Every year, there is an addition of about 70 new flexo presses. This comes to 560 magnetic cylinders and 140 anvils. 

So, in 2023, the number of tools was 12,000 tool. It will increase to 12,700 in 2004 and to 13,400 tools in 2025. 

According to a recent audit by Maxcess, 3,200 magnetic cylinders audited, 35% were OK to use; 50% needed repairs and 15% needed replacement.

“You can repair and reuse the same tools instead of buying new ones, resulting in sustained use of tools and cost savings,” he said. “It’s imperative for label printers to save time and material wastage by maintaining their tools in perfect condition.”

Industry for sustainability
Rajesh Nema
, president, LMAI, said, “Labels have the power to embrace creativity, which further spurs innovation. Inline with sustainability, the label printing landscape has changed.”

Saurabh Agarwal, vice-president and general manager, Avery Dennison, in his keynote address, stated, “Sustainability is at the centre stage.
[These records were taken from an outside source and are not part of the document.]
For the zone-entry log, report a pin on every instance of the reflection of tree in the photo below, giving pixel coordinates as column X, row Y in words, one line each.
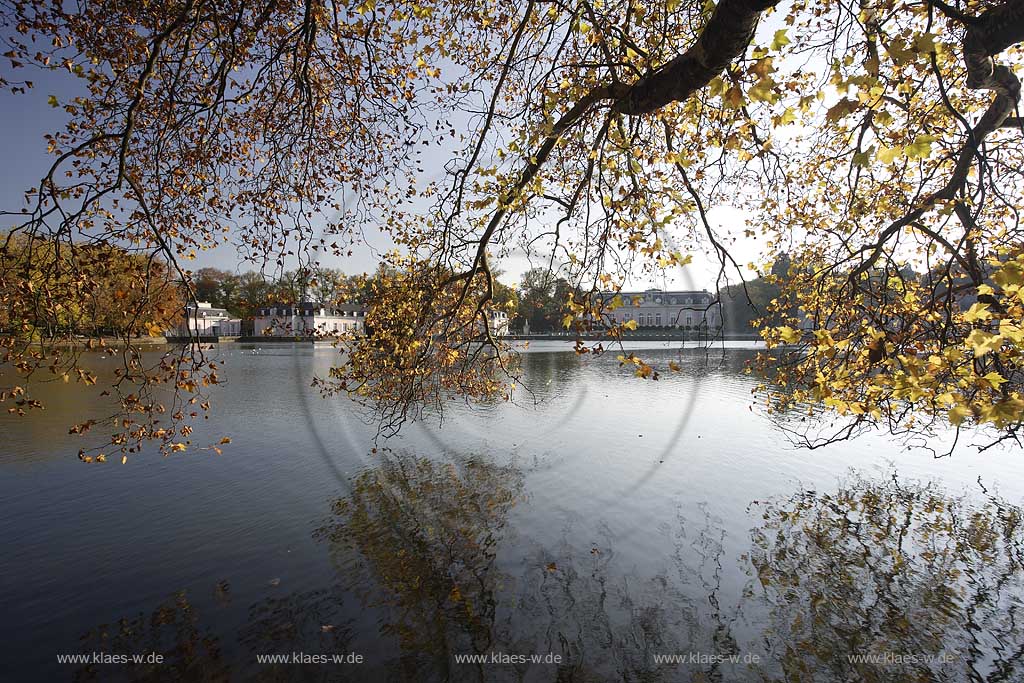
column 426, row 534
column 873, row 568
column 877, row 569
column 606, row 625
column 190, row 652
This forefront is driven by consumer preferences and government regulations.”

“Replacing QR codes wherever possible will make labels do wonders, improve track and trace along with consumer engagement,” said Agarwal.

To this, Singla, added, “Sustainable packaging is the key to circularity. ESG guidelines will change the sustainable landscape. By 2030, Avery will reduce scope-3 GHG emissions by 30% (since 2018) and vote for circularity.”

Alexander Uwe, global product manager, Heidelberg Gallus, spoke about sustainability from a different angle. He mentioned Gallus One as a reliable solution, which is further important for total cost of ownership (TCO).

Flint Group shed light on its two new products in its sustainable portfolio. Deinking primer, adaptable to shrink and caustic-resistant varnish, for PSL applications. “These solutions help ink manufacturers reduce carbon footprint,” said Marc Heylen, global R&D and technical director, Flint Group.